To implement this numerically we will consider the simplification
of a *lattice random walk*, in which we put down a grid on the domain as in
the finite difference discretization and allow the random walk to only go in
one of 4 directions in each time step, from a point on the grid to one of
its four neighbors. For isotropic diffusion as we are considering,
we can define a random walk by choosing 1 of the four
neighbors with equal probability in each step.

The code $UWHPSC/codes/project/laplace_mc.py illustrates this. Run this code with plot_walk = True to see plots of a few random walks on a coarse grid, or with plot_walk = False to report the solution after many random walks on a finer grid.

With this lattice random walk we do not expect the approximate solution to converge to the true solution of the PDE, as the number of trials increases. Instead we expect it to converge to the solution of the linear system determined by the finite difference method described above.
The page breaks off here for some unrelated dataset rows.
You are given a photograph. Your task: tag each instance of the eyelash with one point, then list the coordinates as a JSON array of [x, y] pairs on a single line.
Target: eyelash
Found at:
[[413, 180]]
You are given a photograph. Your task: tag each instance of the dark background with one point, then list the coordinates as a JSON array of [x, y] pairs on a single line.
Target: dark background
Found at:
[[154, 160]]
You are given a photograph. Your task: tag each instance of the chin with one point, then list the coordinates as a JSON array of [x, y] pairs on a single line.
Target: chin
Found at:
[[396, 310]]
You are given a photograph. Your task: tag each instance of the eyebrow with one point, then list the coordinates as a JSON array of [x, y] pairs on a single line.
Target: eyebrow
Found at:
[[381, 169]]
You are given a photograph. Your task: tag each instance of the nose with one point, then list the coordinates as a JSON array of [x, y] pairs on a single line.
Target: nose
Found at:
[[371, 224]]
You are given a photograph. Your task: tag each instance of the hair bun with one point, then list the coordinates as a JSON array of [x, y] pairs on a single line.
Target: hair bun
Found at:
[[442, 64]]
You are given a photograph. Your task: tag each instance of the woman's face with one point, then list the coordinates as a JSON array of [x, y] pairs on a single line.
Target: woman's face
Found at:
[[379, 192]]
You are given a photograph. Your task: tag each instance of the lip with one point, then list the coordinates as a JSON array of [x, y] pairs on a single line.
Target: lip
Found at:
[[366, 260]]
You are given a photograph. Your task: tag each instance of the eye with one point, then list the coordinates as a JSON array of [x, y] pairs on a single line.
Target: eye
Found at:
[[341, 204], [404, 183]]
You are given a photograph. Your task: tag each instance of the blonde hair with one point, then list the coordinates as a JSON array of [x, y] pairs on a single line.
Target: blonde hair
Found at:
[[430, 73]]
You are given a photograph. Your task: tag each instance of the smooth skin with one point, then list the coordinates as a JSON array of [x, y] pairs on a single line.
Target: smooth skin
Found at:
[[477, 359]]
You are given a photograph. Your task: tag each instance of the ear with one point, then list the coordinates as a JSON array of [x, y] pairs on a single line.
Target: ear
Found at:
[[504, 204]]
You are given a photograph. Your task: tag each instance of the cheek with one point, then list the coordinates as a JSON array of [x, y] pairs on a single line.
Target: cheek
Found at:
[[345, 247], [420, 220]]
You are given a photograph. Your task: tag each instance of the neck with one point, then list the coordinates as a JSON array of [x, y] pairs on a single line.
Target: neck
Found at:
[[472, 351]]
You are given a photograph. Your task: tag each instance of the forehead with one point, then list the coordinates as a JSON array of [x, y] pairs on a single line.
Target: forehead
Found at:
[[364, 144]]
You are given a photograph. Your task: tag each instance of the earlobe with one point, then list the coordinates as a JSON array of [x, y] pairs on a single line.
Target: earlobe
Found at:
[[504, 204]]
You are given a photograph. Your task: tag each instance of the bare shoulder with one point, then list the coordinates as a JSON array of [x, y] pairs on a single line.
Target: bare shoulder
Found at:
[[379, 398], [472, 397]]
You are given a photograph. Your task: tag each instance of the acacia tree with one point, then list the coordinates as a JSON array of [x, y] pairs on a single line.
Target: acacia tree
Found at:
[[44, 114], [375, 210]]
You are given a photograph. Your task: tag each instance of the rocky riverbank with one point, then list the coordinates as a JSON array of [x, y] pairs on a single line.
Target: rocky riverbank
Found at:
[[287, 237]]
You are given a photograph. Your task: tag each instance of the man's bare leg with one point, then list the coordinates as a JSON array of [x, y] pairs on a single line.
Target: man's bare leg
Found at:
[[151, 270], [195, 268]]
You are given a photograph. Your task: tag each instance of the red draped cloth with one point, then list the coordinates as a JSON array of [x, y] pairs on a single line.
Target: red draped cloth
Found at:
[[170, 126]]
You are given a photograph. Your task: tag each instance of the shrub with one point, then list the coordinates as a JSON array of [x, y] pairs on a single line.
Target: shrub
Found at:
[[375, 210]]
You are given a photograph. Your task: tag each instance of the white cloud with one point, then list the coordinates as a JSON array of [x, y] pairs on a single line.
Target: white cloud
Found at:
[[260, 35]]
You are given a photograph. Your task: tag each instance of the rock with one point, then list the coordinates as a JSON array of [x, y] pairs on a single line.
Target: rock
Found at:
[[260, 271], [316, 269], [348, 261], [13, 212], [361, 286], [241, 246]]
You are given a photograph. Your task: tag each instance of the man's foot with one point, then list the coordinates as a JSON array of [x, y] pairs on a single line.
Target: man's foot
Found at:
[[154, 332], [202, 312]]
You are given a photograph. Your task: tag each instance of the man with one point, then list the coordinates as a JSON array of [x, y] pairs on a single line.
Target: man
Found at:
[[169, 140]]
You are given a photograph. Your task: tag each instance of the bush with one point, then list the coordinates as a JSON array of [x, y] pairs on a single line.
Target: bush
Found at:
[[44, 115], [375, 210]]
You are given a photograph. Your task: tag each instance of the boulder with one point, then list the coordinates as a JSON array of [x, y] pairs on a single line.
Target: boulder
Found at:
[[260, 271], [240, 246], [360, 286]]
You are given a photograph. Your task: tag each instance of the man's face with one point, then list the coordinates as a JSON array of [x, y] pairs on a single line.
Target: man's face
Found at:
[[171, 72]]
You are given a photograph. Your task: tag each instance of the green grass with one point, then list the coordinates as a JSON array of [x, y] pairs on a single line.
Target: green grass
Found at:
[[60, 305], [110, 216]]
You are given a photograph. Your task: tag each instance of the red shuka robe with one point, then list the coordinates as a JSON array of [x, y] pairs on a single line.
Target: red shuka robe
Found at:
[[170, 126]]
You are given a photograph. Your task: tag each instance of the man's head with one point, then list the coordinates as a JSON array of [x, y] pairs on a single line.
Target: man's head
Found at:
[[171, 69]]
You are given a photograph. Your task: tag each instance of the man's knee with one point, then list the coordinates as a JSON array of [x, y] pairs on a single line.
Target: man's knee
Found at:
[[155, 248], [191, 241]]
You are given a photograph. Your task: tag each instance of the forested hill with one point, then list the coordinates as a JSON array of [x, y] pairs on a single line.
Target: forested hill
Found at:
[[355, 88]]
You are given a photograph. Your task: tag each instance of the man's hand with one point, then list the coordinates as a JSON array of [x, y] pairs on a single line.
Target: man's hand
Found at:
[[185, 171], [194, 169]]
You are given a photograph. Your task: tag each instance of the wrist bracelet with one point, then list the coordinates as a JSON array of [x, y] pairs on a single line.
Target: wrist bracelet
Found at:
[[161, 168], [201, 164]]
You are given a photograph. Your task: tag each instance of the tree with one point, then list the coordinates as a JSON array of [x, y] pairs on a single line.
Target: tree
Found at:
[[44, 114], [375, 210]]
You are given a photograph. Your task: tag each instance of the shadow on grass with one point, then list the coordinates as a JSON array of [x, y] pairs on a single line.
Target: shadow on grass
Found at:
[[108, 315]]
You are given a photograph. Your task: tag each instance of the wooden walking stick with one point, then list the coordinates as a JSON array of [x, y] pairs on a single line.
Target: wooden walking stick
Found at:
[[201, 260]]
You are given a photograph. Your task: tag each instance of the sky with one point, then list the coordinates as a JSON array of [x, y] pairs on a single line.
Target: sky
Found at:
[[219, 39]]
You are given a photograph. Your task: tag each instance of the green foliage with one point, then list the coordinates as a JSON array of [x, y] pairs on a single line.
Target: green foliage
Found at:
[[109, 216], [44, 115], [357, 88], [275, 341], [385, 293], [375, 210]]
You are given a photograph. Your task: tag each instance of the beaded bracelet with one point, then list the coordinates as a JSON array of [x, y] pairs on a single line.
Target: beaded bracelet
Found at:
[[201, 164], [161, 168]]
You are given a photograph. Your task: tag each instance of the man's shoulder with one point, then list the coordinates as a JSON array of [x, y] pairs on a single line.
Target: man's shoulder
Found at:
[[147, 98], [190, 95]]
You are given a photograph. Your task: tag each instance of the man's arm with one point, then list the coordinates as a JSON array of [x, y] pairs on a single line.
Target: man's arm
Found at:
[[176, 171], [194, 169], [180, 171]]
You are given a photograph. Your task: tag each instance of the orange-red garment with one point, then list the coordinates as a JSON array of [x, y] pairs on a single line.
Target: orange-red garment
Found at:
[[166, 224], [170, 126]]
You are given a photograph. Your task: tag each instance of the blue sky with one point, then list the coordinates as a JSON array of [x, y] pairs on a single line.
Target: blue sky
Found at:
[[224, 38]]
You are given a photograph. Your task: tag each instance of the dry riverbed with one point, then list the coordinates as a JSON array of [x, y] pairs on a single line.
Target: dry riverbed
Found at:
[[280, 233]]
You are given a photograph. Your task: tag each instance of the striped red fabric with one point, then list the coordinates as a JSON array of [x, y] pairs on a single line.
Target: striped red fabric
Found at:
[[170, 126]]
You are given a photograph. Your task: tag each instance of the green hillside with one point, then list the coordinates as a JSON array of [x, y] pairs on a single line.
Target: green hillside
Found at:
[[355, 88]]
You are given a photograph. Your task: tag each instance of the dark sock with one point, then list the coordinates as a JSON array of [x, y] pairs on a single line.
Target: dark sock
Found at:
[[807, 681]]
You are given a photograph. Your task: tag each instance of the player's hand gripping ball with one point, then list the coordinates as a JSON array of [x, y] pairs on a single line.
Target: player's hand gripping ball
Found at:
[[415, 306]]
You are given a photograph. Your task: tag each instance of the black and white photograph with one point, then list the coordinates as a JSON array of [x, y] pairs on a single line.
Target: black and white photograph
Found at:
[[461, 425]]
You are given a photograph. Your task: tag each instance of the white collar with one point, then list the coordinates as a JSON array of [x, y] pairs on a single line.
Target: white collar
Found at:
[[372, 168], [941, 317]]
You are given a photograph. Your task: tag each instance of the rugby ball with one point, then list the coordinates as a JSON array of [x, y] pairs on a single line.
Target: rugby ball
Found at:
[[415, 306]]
In other words if we choose \((x_0,y_0) = (x_i, y_j)$ for some grid point :math:`(i,j)\) then we expect the Monte Carlo solution to converge to \(U_{ij}\) rather than to \(u(x_i,y_j)\).

**Why does this work?** Here’s one way to think about it. Suppose doing this
random walk starting at \(u(x_i,y_j)\) converges to some value \(E_{ij}\),
the expected value of u at the boundary hit when starting a random walk at this
point. If \((x_i,y_j)\) is one of the boundary points then
\(E_{ij} = U_{ij}\) since we immediately hit the boundary with zero
steps, so every random walk starting at this point returns \(u\) at this
point. On the other hand, if \((x_i,y_j)\) is an interior point, then
after a single step of the random walk we will be at one of the four
neighbors. Continuing our original random walk from this point is
equivalent to starting a new random walk at this point. So for example
any random walk that first takes a step to the right from \((x_i,y_j)\)
to \((x_{i+1},y_j)\) has the same expected boundary value as obtained
from all random walks starting at \((x_{i+1},y_j)\), i.e. the value
\(E_{i+1,j}\). But only 1/4 of the random walks starting at
\((x_i,y_j)\) go first to the right. So the expected value over all
walks starting at \((x_i,y_j)\) is expected to be the average of the
expected value when starting at any of the 4 neighbors. In other words,

\(E_{ij} = \frac 1 4 (E_{i-1,j} + E_{i+1,j} + E_{i,j-1} + E_{i,j+1})\)

But this means \(E_{ij}\) satisfies the same linear system of equations as \(U_{ij}\) (and also the same boundary conditions), and hence must be the same.